Knee/Hip Replacements

Hip and knee replacements have been available in the UK for a more than 40 years. Hip replacements came about in the 60s and knee replacements just a decade later. Every year there are more than 150,000 hip and knee replacements and both procedures are equal as common. You can get a knee or a hip replacement from either an NHS hospital or a private hospital, depending on your preferences. However, there are half as many private hospitals that perform these procedures than NHS hospitals.

Why might someone need a joint replacement?

There are a number of reasons why someone may need a hip or a knee replacement, some of these are:

  • Osteoarthritis: damage to joints over time.
  • Rheumatoid Arthritis: joint damage accompanied by painful swelling.
  • Damage: accidents may cause breakages.

In addition to the above, someone may have a knee replacement due to:

  • Haemophilia: a condition where someone's blood has difficulty clotting.
  • Gout: arthritis caused by sodium urate crystals in the joints.

Types of Treatment

Exercises and physical therapy can improve these conditions, but if these are not sufficient the operation may be required. Operation is most likely if the pain in your joints is affecting your daily activities.  It is possible to have a partial replacement for the knee, but for the hips the whole hip joint will normally need to be replaced.
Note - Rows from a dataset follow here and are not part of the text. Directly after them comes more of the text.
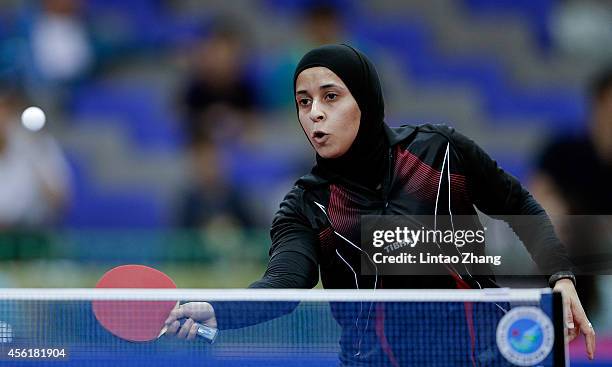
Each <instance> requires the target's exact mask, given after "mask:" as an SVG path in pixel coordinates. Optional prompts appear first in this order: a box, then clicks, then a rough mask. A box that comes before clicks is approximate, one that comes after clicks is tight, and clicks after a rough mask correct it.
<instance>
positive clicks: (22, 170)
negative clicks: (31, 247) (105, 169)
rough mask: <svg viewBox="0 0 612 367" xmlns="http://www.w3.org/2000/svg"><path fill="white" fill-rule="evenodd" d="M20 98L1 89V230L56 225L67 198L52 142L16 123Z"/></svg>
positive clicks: (66, 170) (67, 197)
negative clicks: (2, 228) (27, 129)
mask: <svg viewBox="0 0 612 367" xmlns="http://www.w3.org/2000/svg"><path fill="white" fill-rule="evenodd" d="M22 109H23V103H21V98H20V96H19V94H18V93H17V92H16V91H15V89H14V88H13V87H11V86H6V85H0V228H4V229H8V228H32V227H42V226H47V225H50V224H53V223H55V222H57V221H58V220H59V219H60V217H61V214H62V209H63V208H64V207H65V205H66V203H67V200H68V197H69V182H68V181H69V171H68V167H67V164H66V161H65V160H64V157H63V155H62V153H61V151H60V149H59V147H58V145H57V144H56V142H55V140H54V139H53V138H52V137H51V136H50V135H48V134H46V133H45V132H44V131H39V132H30V131H27V130H26V129H25V128H23V127H22V125H21V124H20V123H19V120H20V119H19V114H20V113H21V111H22Z"/></svg>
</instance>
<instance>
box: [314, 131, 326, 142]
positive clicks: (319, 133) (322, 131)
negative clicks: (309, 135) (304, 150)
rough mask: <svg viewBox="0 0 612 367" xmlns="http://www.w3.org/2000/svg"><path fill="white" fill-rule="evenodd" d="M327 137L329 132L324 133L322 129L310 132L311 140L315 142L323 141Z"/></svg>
mask: <svg viewBox="0 0 612 367" xmlns="http://www.w3.org/2000/svg"><path fill="white" fill-rule="evenodd" d="M328 137H329V134H327V133H324V132H323V131H315V132H314V133H312V141H314V142H315V143H317V144H323V143H325V141H326V140H327V138H328Z"/></svg>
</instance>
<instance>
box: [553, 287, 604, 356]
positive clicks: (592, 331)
mask: <svg viewBox="0 0 612 367" xmlns="http://www.w3.org/2000/svg"><path fill="white" fill-rule="evenodd" d="M553 290H554V291H557V292H561V295H562V296H563V312H564V313H565V315H564V319H565V324H566V326H567V328H568V330H569V341H572V340H574V339H575V338H576V337H577V336H578V335H580V333H581V332H582V333H583V334H584V337H585V343H586V350H587V356H588V357H589V359H593V358H595V330H594V329H593V325H591V323H590V322H589V319H588V318H587V317H586V313H585V312H584V308H582V304H581V303H580V299H578V294H577V293H576V288H575V287H574V283H572V281H571V280H569V279H560V280H558V281H557V282H556V283H555V288H554V289H553Z"/></svg>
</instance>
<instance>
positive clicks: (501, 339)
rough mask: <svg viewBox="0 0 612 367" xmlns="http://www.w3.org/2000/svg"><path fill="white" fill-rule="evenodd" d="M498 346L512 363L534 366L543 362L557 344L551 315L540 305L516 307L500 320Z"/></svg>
mask: <svg viewBox="0 0 612 367" xmlns="http://www.w3.org/2000/svg"><path fill="white" fill-rule="evenodd" d="M496 338H497V347H498V348H499V351H500V352H501V354H502V355H503V356H504V358H506V359H507V360H508V361H509V362H510V363H514V364H515V365H518V366H532V365H534V364H537V363H540V362H542V361H543V360H544V359H546V357H547V356H548V355H549V354H550V352H551V351H552V349H553V346H554V344H555V330H554V327H553V324H552V321H550V318H549V317H548V315H546V314H545V313H544V312H543V311H542V310H541V309H539V308H537V307H515V308H513V309H511V310H510V311H508V313H506V314H505V315H504V317H502V318H501V320H499V323H498V324H497V334H496Z"/></svg>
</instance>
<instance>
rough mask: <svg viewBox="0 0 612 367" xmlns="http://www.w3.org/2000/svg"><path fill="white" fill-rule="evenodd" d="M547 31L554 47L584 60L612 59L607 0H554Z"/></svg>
mask: <svg viewBox="0 0 612 367" xmlns="http://www.w3.org/2000/svg"><path fill="white" fill-rule="evenodd" d="M558 4H559V6H558V8H557V11H555V12H554V13H553V17H552V21H551V28H552V29H551V31H552V34H553V37H554V38H555V42H556V43H557V45H558V47H559V48H560V49H561V50H563V51H565V52H566V53H568V54H570V55H573V56H576V57H580V58H581V59H585V58H586V59H587V60H602V61H605V60H608V61H610V60H612V49H611V48H610V47H602V46H603V45H609V44H610V41H611V40H612V26H611V24H612V3H610V1H609V0H568V1H562V2H559V3H558Z"/></svg>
A patient may have bilateral surgery for the knees or hips, meaning that both joints will be replaced at the same time. Replacement joints can be made from metal, such as titanium, plastic or ceramic.

When you go in for a hip or knee replacement you will be given either general anaesthetic, which means that you are asleep for the entire procedure, or you'll have an epidural. an epidural is injected into the lower part of your back so it can numb your nerves and there prevent you from feeling any pain even though you are awake throughout the procedure.

Potential Complications

As with any operation, there is a risk of complications, but in most cases these do not occur. Possible complications include:

  • Stiffness of the joint can occur if the soft tissues that encompass the joint harden. This is not a painful side effect and can  prevented by radiation or medication.
  • As with other operations, wound infection is always a potential risk. If you do experience any symptoms of infection after your surgery such as chills, a high fever or discharge from the wound, be sure to get medical help as soon as possible otherwise the infection may spread.